Frascati is a white wine named after the town of Frascati, just on the outskirt of Rome, and during the 80s one of the most famous and exported Italian wine, a fame that slowly came to an end due to the poor quality Frascati that was being produced to satisfy the demand.
Frascati was one of Italy’s first DOC wines and was often described as “The Golden Wine” by the Romans because of its colour and value. The Frascati appellation is a blend of different white grapes, usually, but not always, including Malvasia Puntinata, Trebbiano Toscano and Malvasia del Lazio amongst the others.

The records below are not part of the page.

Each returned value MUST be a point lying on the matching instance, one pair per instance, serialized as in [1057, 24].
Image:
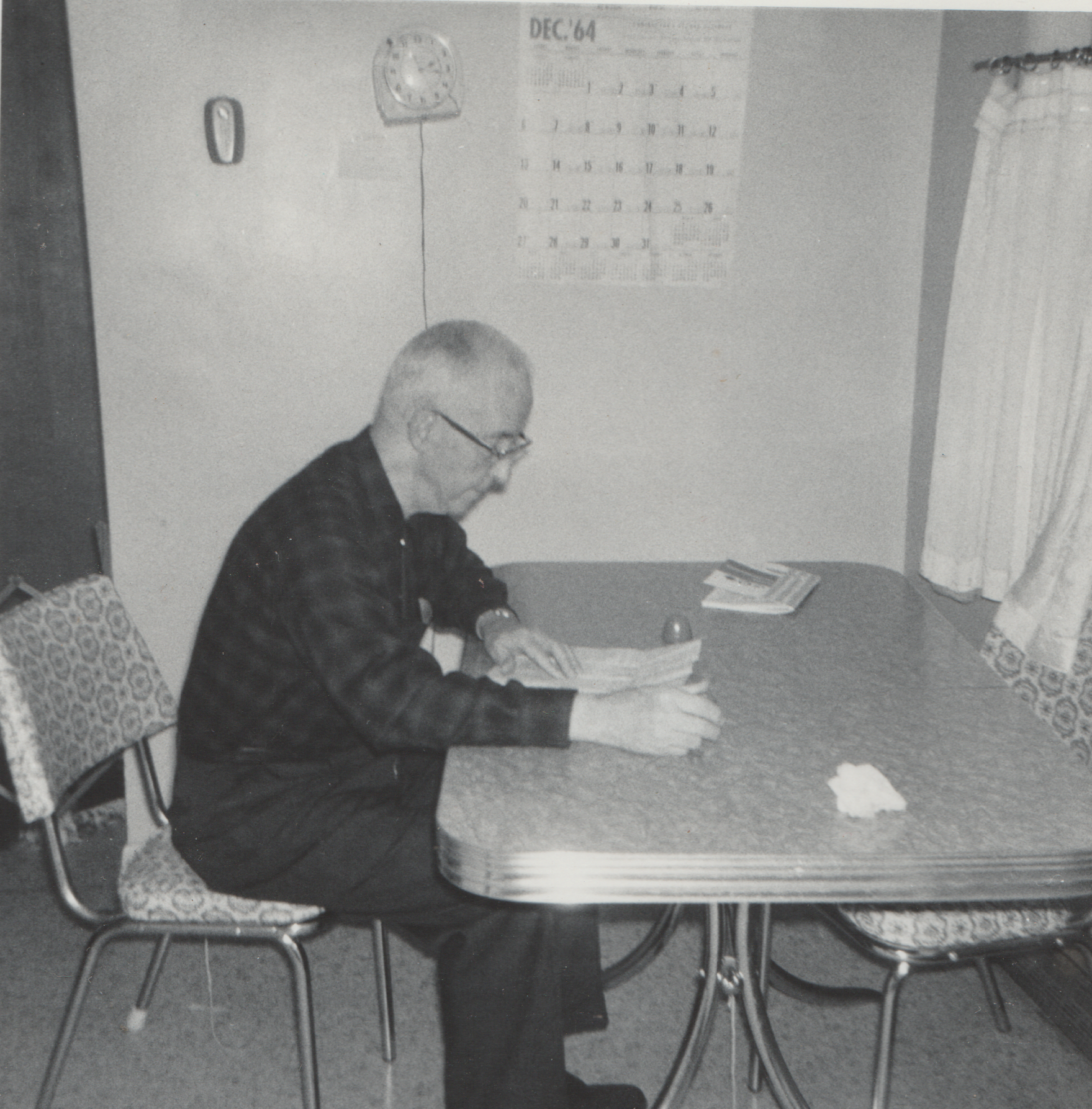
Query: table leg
[783, 1088]
[765, 930]
[697, 1034]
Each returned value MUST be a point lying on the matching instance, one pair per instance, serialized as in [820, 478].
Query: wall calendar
[629, 125]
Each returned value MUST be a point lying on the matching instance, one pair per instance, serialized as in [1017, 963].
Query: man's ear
[421, 427]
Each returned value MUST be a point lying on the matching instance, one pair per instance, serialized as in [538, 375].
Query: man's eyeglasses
[505, 447]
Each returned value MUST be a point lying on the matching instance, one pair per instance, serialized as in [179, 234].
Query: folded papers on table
[606, 670]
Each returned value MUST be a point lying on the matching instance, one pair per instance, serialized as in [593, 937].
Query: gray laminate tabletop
[866, 671]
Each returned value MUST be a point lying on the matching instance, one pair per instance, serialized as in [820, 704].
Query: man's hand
[507, 640]
[659, 720]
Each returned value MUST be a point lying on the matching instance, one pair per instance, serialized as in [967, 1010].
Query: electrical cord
[424, 297]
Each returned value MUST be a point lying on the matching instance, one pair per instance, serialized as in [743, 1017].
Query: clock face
[420, 69]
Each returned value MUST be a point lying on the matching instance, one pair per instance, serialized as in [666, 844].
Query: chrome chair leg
[993, 994]
[94, 950]
[305, 1020]
[139, 1012]
[885, 1043]
[383, 989]
[702, 1016]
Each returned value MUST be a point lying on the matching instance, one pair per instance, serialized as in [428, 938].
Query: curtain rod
[1079, 56]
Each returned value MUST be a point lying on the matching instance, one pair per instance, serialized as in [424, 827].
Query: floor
[220, 1031]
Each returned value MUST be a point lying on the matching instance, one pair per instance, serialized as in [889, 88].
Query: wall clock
[418, 77]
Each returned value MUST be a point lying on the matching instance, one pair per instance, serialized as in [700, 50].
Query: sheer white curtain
[1010, 506]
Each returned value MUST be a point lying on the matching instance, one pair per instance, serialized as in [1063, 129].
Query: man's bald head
[459, 362]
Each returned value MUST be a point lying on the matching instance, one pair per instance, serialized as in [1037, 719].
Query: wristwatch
[501, 614]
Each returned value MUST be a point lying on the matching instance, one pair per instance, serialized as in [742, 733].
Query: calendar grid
[629, 138]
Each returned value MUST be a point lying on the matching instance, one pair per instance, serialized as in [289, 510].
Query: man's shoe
[582, 1096]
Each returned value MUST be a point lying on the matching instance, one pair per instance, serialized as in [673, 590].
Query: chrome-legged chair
[913, 937]
[78, 688]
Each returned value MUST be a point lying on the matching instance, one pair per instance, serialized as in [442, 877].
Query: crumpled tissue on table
[862, 791]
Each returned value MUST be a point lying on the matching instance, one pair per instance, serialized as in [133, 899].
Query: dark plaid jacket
[309, 650]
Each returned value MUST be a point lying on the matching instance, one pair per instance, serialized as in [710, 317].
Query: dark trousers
[513, 979]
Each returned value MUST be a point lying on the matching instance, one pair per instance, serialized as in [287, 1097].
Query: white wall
[245, 314]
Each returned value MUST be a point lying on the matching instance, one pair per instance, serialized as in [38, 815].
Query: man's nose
[502, 472]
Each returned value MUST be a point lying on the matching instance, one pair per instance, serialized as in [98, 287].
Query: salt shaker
[676, 630]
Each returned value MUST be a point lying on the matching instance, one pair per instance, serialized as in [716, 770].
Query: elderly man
[312, 725]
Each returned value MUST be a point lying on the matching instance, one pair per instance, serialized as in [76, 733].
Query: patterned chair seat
[158, 884]
[929, 927]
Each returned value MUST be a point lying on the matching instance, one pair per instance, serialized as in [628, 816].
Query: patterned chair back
[77, 685]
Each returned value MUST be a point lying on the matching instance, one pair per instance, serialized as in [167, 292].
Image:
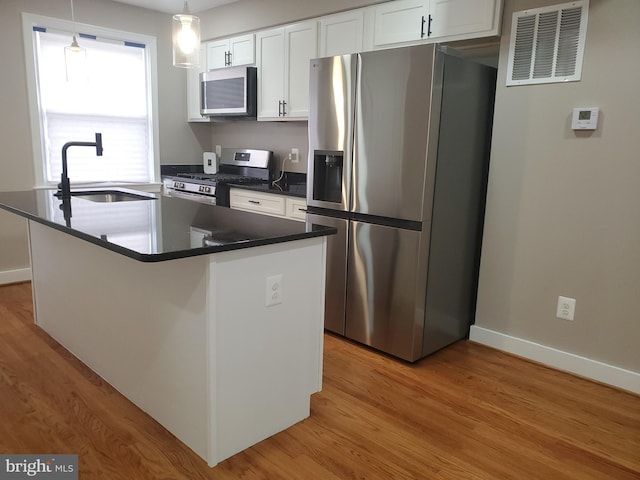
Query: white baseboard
[15, 276]
[569, 362]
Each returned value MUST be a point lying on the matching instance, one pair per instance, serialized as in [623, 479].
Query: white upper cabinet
[400, 21]
[283, 56]
[407, 22]
[341, 34]
[231, 52]
[193, 88]
[463, 17]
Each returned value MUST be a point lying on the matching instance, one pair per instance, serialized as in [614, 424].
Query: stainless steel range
[236, 167]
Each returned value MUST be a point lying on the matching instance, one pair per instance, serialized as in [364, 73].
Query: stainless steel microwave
[229, 92]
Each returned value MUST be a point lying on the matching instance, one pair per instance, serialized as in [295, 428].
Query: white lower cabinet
[268, 204]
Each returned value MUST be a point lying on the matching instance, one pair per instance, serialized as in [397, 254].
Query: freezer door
[393, 109]
[385, 296]
[331, 115]
[336, 280]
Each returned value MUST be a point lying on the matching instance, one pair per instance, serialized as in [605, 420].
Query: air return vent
[547, 44]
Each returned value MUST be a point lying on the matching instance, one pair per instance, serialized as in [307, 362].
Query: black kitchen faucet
[64, 187]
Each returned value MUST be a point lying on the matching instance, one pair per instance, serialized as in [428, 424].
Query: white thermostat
[585, 118]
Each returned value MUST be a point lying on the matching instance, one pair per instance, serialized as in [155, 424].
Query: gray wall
[563, 208]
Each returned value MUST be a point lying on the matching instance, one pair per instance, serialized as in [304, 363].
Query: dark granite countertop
[157, 229]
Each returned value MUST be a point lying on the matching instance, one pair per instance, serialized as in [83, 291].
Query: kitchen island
[207, 318]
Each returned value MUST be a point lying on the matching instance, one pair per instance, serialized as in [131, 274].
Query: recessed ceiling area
[176, 6]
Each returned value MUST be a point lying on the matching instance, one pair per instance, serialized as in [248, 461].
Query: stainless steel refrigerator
[398, 159]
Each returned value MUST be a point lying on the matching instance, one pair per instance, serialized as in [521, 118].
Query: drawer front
[257, 202]
[296, 209]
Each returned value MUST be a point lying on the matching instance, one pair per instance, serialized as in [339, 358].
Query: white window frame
[37, 134]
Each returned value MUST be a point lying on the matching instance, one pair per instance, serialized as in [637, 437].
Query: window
[115, 97]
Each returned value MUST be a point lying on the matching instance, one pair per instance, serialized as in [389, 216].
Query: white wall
[562, 208]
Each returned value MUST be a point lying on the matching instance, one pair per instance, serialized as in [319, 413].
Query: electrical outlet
[566, 308]
[274, 290]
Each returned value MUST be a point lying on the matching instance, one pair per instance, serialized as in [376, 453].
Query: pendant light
[186, 39]
[75, 56]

Frascati DOC is available in two versions, Secco and Amabile. The Frascati secco is the dry version of Frascati we all know, and the Amabile is the medium sweet version, only known and consumed locally. A Frascati Superiore, that in 2011 became DOCG, is also produced, requiring the wine to be at least 11.5% in alcohol content, however, nowadays, all Frascatis are well above the 11.5% so the alcohol distinction is not used anymore to differentiate one wine from another but it is the winemaker that decides, based on the vintage, whether to produce a Frascati or a Superiore, for a superiore a lower yield is required. A wood aged Frascati Superiore Riserva DOCG is also available.
Frascati, despite several attempts and plenty of new producers making great wines, has not been able to recover from the image issues yet, and it has almost disappeared from supermarkets’ shelves and restaurants’ wine lists.